## Objective

In my previous tutorial, I showed how to use `apply_rows` and `apply_chunks` methods in cuDF to implement customized data transformations. Under the hood, they are all using [Numba library](https://numba.pydata.org/) to compile the normal python code into GPU kernels. Numba is an excellent python library that accelerates the numerical computations. Most importantly, Numba has direct CUDA programming support. For detailed information, please check out this [Numba CUDA document](https://numba.pydata.org/numba-doc/dev/cuda/index.html). As we know, the underlying data structure of cuDF is a GPU version of Apache Arrow. We can directly pass the GPU array around without the copying operation. Once we have the nice Numba library and standard GPU array, the sky is the limit. In this tutorial, I will show how to use Numba CUDA to accelerate cuDF data transformation and how to step by step accelerate it using CUDA programming tricks. 

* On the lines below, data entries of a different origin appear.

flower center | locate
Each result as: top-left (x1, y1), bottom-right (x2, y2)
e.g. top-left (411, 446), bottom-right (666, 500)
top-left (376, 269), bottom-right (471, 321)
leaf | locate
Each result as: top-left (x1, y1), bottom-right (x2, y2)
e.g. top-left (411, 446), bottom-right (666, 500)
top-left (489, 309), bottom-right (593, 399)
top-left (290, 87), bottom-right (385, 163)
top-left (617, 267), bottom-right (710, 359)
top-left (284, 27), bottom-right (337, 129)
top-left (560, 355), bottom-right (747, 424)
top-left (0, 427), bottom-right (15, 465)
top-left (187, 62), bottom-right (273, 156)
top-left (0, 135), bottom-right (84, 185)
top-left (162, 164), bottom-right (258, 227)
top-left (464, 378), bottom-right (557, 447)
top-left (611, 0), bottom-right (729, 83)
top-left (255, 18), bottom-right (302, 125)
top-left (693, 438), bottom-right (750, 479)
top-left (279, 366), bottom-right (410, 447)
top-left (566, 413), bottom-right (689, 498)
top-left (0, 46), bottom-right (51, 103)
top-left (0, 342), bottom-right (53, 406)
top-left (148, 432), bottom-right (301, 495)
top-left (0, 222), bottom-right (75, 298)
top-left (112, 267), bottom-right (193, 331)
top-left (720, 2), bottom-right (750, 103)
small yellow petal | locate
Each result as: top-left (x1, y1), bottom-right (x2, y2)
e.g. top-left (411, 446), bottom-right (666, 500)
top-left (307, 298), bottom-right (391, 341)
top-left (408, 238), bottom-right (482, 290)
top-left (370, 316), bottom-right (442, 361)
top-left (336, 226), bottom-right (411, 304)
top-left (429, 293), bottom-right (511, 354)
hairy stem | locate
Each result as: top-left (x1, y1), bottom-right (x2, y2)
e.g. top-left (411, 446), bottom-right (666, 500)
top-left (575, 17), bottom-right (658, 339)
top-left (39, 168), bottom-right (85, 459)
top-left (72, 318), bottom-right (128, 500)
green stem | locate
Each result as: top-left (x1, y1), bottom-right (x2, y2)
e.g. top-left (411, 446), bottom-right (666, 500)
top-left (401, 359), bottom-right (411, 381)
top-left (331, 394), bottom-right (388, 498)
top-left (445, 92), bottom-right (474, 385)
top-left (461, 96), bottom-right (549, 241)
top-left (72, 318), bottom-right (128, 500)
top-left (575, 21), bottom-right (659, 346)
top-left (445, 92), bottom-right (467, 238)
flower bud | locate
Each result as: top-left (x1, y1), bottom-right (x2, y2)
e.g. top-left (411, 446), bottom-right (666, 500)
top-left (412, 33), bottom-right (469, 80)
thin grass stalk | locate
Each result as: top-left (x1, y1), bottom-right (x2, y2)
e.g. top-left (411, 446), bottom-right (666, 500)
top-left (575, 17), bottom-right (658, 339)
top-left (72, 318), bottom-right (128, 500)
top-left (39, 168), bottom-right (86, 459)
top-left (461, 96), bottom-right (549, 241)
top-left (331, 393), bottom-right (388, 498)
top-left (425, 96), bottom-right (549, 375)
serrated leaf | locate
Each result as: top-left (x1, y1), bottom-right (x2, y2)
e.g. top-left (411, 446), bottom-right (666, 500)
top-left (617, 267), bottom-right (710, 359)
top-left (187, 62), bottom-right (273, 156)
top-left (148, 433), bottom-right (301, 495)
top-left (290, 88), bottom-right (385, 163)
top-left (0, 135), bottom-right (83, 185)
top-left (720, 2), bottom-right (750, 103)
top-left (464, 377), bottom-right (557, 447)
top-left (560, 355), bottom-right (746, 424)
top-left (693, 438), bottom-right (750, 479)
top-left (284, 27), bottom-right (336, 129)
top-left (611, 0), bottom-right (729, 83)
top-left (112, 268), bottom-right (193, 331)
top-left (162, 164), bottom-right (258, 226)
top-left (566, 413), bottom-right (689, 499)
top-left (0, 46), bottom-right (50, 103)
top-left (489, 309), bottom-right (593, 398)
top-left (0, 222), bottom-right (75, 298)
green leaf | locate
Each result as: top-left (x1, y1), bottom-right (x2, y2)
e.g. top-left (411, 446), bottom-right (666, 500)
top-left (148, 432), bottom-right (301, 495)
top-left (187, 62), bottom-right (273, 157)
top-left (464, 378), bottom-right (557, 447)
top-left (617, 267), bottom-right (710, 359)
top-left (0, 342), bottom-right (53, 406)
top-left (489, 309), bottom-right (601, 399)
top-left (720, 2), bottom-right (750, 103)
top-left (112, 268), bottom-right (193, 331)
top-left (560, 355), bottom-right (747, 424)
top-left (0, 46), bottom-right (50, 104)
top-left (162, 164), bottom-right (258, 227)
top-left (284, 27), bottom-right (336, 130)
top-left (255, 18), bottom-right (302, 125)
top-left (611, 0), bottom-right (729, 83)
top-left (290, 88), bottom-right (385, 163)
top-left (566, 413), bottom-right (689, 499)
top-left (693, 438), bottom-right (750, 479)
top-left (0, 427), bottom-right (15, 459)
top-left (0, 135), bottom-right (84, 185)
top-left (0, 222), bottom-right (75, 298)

The following experiments are performed at DGX P100 node.

## A simple example
As usual, I am going to start with a simple example of doubling the numbers in an array:

In [1]:
import cudf
import numpy as np
from numba import cuda
 
array_len = 1000
number_of_threads = 128
number_of_blocks = (array_len + (number_of_threads - 1)) // number_of_threads
df = cudf.dataframe.DataFrame()
df['in'] = np.arange(array_len, dtype=np.float64)
 
 
@cuda.jit
def double_kernel(result, array_len):
    """
    double each element of the array
    """
    i = cuda.grid(1)
    if i < array_len:
        result[i] = result[i] * 2.0
 
 
before = df['in'].sum()
gpu_array = df['in'].to_gpu_array()
print(type(gpu_array))
double_kernel[(number_of_blocks,), (number_of_threads,)](gpu_array, array_len)
after = df['in'].sum()
assert(np.isclose(before * 2.0, after))

<class 'numba.cuda.cudadrv.devicearray.DeviceNDArray'>


AssertionError: 

From the output of this code, it shows the underlying GPU array is of type `numba.cuda.cudadrv.devicearray.DeviceNDArray`. We can directly pass it to the kernel function that is compiled by the `cuda.jit`. Because we passed in the reference, the effect of number transformation will automatically show up in the original cuDF Dataframe. Note we have to manually enter the block size and grid size, which gives us the maximum of GPU programming control. The `cuda.grid` is a convenient method to compute the absolute position for the threads. It is equivalent to the normal `block_id * block_dim + thread_id` formula.

## Practical example

### Baseline

We will work on the moving average problem as the last time. Because we have the full control of the grid and block size allocation, the vanilla moving average implementation code is much simpler compared to the `apply_chunks` implementation. 

In [2]:
%reset -f

In [3]:
import cudf
import numpy as np
import pandas as pd
from numba import cuda
import numba
import time
 
array_len = int(1e8)
average_window = 3000
number_of_threads = 128
number_of_blocks = (array_len + (number_of_threads - 1)) // number_of_threads
df = cudf.dataframe.DataFrame()
df['in'] = np.arange(array_len, dtype=np.float64)
df['out'] = np.arange(array_len, dtype=np.float64)
 
 
@cuda.jit
def kernel1(in_arr, out_arr, average_length, arr_len):
    s = numba.cuda.local.array(1, numba.float64)
    s[0] = 0.0
    i = cuda.grid(1)
    if i < arr_len:
        if i < average_length-1:
            out_arr[i] = np.inf
        else:
            for j in range(0, average_length):
                s[0] += in_arr[i-j]
            out_arr[i] = s[0] / np.float64(average_length)
 
 
gpu_in = df['in'].to_gpu_array()
gpu_out = df['out'].to_gpu_array()
start = time.time()
kernel1[(number_of_blocks,), (number_of_threads,)](gpu_in, gpu_out,
                                                   average_window, array_len)
cuda.synchronize()
end = time.time()
print('Numba with comipile time', end-start)
 
start = time.time()
kernel1[(number_of_blocks,), (number_of_threads,)](gpu_in, gpu_out,
                                                   average_window, array_len)
cuda.synchronize()
end = time.time()
print('Numba without comipile time', end-start)
 
pdf = pd.DataFrame()
pdf['in'] = np.arange(array_len, dtype=np.float64)
start = time.time()
pdf['out'] = pdf.rolling(average_window).mean()
end = time.time()
print('pandas time', end-start)
 
assert(np.isclose(pdf.out.as_matrix()[average_window:].mean(),
       df.out.to_array()[average_window:].mean()))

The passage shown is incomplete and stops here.